Every data science enthusiast knows that a vital first step to building a successful model or algorithm is having a reliable evaluation set to aspire to. In the rapidly evolving landscape of Retrieval-Augmented Generation (RAG) and AI-driven search systems, the importance of high-quality eval datasets is crucial.In this article, we introduce an agentic workflow designed to generate subject-specific dynamic evaluation datasets, enabling precise validation of web search augmented agents’ performance.Known RAG evaluation datasets, such as HotPotQA, CRAG, and MultiHop-RAG, have been pivotal in benchmarking and fine-tuning models. However, these datasets primarily focus on evaluating performance with static, pre-defined document sets.

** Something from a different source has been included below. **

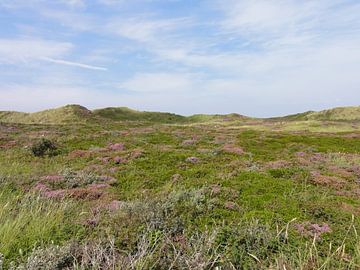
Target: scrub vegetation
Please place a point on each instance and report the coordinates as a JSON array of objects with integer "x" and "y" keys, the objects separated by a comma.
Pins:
[{"x": 120, "y": 189}]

As a result, they fall short when it comes to evaluating web-based RAG systems, where data is dynamic, contextual, and ever-changing.This gap presents a significant challenge: how do we effectively test and refine RAG systems designed for real-world web search scenarios? Enter the Real-Time Dataset Generator for RAG Evals — an agentic tool leveraging Tavily’s Search Layer and the LangGraph framework to create diverse, relevant, and dynamic datasets tailored specifically for web based RAG agents.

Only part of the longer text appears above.